OECD Reports US Mortgage Crisis Could Result $300B in Related Losses Globally

The Organisation for Economic Co-operation and Development (OECD) in a report released today states that overall losses caused by the U.S. mortgage market crisis could feasibly hit $300 billion, and the broader credit crunch could yet inflict greater damage on equity markets.

Published on November 21, 2007

"Thus far, equity investors seem to have shrugged off the negative sentiment that prevailed over the summer, but it may be too soon to draw firm conclusions," the OECD said in a report.

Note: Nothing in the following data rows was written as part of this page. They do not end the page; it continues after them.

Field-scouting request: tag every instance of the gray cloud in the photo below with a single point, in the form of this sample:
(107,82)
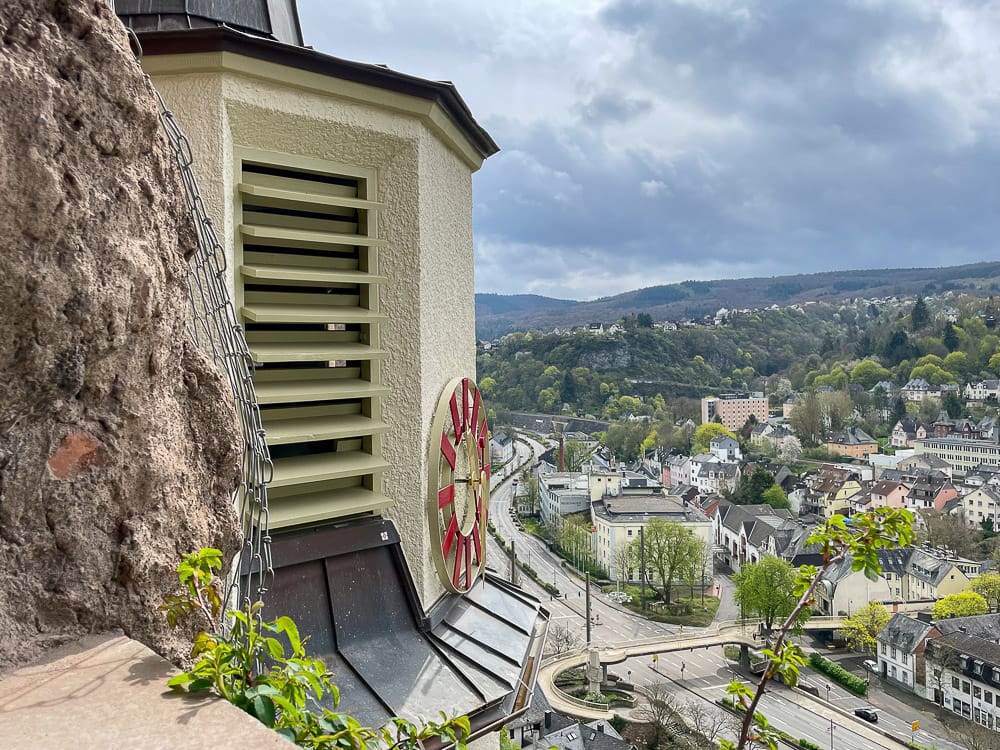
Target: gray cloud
(650,142)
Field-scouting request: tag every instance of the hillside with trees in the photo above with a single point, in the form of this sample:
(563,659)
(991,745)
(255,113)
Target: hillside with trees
(499,314)
(645,379)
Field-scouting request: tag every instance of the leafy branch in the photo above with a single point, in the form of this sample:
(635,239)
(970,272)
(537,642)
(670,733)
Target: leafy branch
(838,539)
(262,668)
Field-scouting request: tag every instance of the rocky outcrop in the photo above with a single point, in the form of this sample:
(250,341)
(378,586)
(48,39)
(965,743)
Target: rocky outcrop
(118,442)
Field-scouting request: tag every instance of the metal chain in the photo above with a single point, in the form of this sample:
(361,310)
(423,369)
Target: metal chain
(215,328)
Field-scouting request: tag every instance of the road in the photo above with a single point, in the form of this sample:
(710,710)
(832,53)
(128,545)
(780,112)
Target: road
(609,624)
(706,672)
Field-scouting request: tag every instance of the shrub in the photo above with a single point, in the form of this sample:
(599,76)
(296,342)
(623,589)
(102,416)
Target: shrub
(838,674)
(262,668)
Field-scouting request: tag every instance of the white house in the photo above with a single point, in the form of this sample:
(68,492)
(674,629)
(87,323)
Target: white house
(616,522)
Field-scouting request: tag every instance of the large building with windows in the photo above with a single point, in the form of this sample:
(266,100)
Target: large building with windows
(734,409)
(342,195)
(962,454)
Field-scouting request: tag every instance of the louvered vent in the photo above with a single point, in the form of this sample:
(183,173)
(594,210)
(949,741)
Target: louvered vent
(309,301)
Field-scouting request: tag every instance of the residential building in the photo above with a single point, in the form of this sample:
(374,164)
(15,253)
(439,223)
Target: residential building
(734,409)
(829,489)
(561,493)
(900,651)
(924,462)
(887,493)
(930,490)
(983,390)
(747,533)
(853,442)
(710,475)
(918,389)
(617,521)
(910,574)
(341,193)
(962,455)
(725,449)
(501,447)
(771,436)
(981,505)
(679,468)
(905,432)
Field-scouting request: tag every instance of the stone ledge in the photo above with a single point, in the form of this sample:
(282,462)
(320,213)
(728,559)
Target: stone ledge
(110,691)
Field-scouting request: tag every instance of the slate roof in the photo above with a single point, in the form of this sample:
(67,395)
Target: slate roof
(596,735)
(981,626)
(639,508)
(980,652)
(853,436)
(904,632)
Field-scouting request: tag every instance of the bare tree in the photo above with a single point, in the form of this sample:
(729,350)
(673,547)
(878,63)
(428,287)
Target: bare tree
(624,561)
(708,720)
(661,711)
(974,736)
(561,639)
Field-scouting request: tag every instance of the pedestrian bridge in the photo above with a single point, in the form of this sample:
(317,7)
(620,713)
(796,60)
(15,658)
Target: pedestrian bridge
(738,632)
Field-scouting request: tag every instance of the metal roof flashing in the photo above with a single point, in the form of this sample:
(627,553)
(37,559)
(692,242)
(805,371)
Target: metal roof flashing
(222,39)
(349,589)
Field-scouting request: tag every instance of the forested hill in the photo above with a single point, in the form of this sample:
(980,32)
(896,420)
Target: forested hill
(949,338)
(499,314)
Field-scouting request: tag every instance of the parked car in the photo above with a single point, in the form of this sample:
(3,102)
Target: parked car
(867,713)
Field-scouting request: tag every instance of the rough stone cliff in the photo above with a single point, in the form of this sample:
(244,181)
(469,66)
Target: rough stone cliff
(118,443)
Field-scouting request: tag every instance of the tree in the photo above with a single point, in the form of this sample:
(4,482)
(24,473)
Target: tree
(528,486)
(790,449)
(949,337)
(752,491)
(776,498)
(807,419)
(862,627)
(919,315)
(704,434)
(561,640)
(962,604)
(988,587)
(973,736)
(836,541)
(707,719)
(868,372)
(670,548)
(766,589)
(624,561)
(951,531)
(660,711)
(575,454)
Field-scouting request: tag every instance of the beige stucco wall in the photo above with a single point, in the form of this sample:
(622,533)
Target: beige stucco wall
(426,184)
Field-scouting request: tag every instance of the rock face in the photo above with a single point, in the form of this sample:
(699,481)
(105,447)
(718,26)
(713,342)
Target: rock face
(118,442)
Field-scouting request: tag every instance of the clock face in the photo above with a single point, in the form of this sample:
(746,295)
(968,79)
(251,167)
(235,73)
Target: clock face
(458,494)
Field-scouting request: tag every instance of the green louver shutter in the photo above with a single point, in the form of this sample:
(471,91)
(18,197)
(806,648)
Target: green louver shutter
(308,293)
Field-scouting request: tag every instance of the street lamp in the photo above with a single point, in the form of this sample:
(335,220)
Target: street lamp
(831,718)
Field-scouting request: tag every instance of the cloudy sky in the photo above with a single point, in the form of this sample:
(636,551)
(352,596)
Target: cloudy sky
(648,142)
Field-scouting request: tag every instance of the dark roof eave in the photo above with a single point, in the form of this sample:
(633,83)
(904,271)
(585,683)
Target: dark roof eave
(220,39)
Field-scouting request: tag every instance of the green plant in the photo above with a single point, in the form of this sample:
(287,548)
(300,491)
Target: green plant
(857,539)
(838,674)
(262,668)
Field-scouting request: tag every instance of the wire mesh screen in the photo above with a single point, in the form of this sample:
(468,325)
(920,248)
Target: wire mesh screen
(215,328)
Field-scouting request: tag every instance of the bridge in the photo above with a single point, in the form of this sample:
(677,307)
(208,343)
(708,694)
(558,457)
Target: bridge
(739,632)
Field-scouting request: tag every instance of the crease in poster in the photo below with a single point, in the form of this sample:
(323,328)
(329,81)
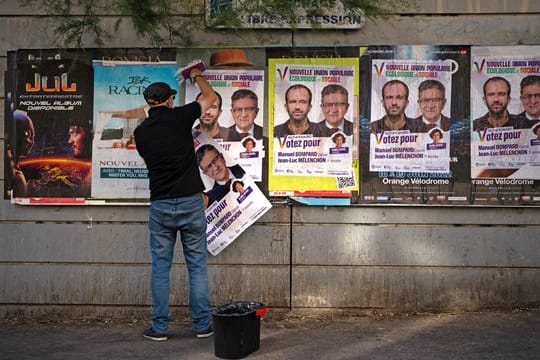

"As adjustments have often occurred in waves, and as higher funding costs take typically several months to have their full impact on companies or consumers, it may well be that the recent correction is only a precursor of a more protracted downturn."

Financial institutions and policymakers needed to buy time to ensure an orderly end to the trouble which spilled from the U.S. mortgage sector to financial markets globally last July-August, the report on financial market trends said.

The OECD said the super fund being set up by Citigroup, Bank of America, and JPMorgan Chase to pool securities of ailing special investment vehicles -- thus preventing a further firesale of these asset-backed securities -- was a useful mechanism.

"Time ... is key to solving the turmoil," the OECD said in its latest Financial Markets Trends report.

The Paris-based forum said the U.S. housing market downturn had further to run and would continue to depress mortgage-linked debt held by banks, hedge funds and insurance companies.

"We still have not hit the worst point in resets, delinquencies and ultimate losses on mortgages," the OECD said, adding some $890 billion of subprime, or poor credit quality mortgages will have rates reset in 2008 -- peaking in March.

The OECD report said a hypothetical 14 percent loss rate on subprime mortgages being reset in 2008 could deliver an overall $125 billion hit to lenders.

Including Alt-A, or "near prime", mortgages, cumulative losses in the $200-$300 billion range "seem feasible", it said.

The financial sector exposure to these losses lies mainly in holdings of mortgage-backed securities repackaged within complex Collateralised Debt Obligations (CDOs), variously held by hedge funds, banks and bank-sponsored structured investment vehicles.